Alleviation of paclitaxel-induced mechanical hypersensitivity and hyperalgesic priming with AMPK activators in male and female mice

Neurobiol Pain. 2019 Sep 27:6:100037. doi: 10.1016/j.ynpai.2019.100037. eCollection 2019 Aug-Dec.

Abstract

AMP-activated protein kinase (AMPK) is an energy-sensing kinase that has emerged as a novel therapeutic target for pain due to its ability to inhibit mechanistic target of rapamycin (mTOR) and mitogen activated protein kinase (MAPK) signaling, two signaling pathways that are linked to pain promotion after injury as well as the development of hyperalgesic priming. MAPK and mTOR signaling are also implicated in chemotherapy induced peripheral neuropathy (CIPN). We conducted a series of experiments to gain further insight into how AMPK activators might best be used to treat pain in both sexes in the setting of CIPN from paclitaxel. We also assessed whether hyperalgesic priming emerges from paclitaxel treatment and if this can be prevented by AMPK targeting. AMPK can be pharmacologically activated indirectly through regulation of upstream kinases like liver kinase B1 (LKB1) or directly using positive allosteric modulators. We used the indirect AMPK activators metformin and narciclasine, both of which have been shown to reduce pain in preclinical models but with much different potencies and different efficacies depending on the sex of the animal. We used the direct AMPK activator MK8722 because it is the most potent and specific such activator described to date. Here, the AMPK activators were used in 2 different treatment paradigms. First the drugs were given concurrently with paclitaxel to test whether they prevent mechanical hypersensitivity. Second the AMPK activators were given after the completion of paclitaxel treatment to test whether they reverse established mechanical hypersensitivity.
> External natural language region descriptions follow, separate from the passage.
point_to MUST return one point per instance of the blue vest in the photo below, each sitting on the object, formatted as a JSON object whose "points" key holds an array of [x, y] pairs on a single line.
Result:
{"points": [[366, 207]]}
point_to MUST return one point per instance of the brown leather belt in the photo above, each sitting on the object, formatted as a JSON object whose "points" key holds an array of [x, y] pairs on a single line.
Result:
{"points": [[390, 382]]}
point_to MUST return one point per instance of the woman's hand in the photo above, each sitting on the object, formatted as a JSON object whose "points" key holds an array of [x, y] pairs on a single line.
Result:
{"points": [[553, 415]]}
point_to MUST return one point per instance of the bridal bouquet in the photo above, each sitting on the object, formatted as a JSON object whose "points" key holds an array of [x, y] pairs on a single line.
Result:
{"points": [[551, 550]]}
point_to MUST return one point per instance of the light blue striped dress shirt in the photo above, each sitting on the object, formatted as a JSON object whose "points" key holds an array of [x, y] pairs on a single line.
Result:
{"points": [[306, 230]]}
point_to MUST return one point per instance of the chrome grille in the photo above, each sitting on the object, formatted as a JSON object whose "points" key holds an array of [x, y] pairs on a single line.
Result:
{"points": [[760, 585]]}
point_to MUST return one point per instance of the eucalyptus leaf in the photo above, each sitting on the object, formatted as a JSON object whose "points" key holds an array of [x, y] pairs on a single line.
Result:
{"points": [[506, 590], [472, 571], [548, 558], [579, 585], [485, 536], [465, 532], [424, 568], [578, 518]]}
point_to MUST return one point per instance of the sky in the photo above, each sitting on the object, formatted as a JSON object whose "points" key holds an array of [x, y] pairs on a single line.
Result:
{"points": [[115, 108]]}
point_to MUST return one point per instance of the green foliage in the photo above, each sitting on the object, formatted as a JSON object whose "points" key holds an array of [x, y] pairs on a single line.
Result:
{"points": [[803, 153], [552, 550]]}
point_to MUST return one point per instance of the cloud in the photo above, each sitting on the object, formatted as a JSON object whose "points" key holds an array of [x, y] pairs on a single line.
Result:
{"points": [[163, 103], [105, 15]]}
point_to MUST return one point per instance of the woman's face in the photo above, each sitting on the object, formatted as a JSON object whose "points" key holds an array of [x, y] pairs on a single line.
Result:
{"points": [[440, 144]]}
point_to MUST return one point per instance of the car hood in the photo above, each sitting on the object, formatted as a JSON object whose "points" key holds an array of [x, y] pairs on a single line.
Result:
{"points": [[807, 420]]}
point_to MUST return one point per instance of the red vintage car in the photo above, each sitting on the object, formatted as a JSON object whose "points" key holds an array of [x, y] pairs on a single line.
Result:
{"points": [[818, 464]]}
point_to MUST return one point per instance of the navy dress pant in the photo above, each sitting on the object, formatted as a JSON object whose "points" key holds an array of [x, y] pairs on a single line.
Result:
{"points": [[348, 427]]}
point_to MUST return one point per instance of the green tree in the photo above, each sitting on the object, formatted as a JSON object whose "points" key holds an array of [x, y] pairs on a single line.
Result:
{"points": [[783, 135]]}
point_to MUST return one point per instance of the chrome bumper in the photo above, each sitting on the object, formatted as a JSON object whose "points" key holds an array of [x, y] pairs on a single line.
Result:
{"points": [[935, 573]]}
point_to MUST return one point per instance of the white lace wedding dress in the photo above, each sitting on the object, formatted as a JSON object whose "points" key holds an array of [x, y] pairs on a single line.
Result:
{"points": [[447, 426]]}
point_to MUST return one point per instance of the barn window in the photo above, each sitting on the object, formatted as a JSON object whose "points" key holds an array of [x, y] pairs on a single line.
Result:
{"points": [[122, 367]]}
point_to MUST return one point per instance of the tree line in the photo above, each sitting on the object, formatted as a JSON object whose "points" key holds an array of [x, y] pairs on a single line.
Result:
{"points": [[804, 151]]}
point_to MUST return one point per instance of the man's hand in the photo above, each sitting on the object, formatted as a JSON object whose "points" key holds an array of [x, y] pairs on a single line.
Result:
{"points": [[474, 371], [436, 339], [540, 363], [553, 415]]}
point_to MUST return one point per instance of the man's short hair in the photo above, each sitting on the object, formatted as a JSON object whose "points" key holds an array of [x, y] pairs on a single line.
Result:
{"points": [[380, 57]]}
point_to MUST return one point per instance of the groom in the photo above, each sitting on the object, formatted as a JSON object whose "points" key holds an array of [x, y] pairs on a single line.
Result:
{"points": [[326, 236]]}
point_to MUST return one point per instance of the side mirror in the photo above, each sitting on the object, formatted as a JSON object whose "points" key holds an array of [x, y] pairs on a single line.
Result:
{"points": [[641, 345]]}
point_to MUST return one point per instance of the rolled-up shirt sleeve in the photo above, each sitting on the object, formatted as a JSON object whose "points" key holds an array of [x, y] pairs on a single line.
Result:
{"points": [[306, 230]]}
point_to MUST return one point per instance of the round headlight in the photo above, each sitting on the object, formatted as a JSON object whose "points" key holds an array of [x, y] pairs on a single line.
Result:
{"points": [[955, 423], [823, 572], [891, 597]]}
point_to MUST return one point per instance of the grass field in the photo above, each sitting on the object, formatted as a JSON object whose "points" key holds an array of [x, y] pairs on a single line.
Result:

Consistent with our previously published findings with metformin, narciclasine (1 mg/kg) produced an anti-hyperalgesic effect, preventing paclitaxel-induced neuropathy in outbred mice of both sexes. In contrast to metformin, narciclasine also reversed mechanical hypersensitivity in established CIPN. Both metformin (200 mg/kg) and narciclasine prevented the development of hyperalgesic priming induced by paclitaxel treatment. MK8722 (30 mg/kg) had no effect on mechanical hypersensitivity caused by paclitaxel in either the prevention or reversal treatment paradigms. However, MK8722 did attenuate hyperalgesic priming in male and female mice. We conclude that paclitaxel induces robust hyperalgesic priming that is prevented by AMPK targeting and that narciclasine is a particularly attractive candidate for further development as a CIPN treatment.

Keywords: AMPK; CIPN; MK8722; Metformin; Narciclasine; Pain.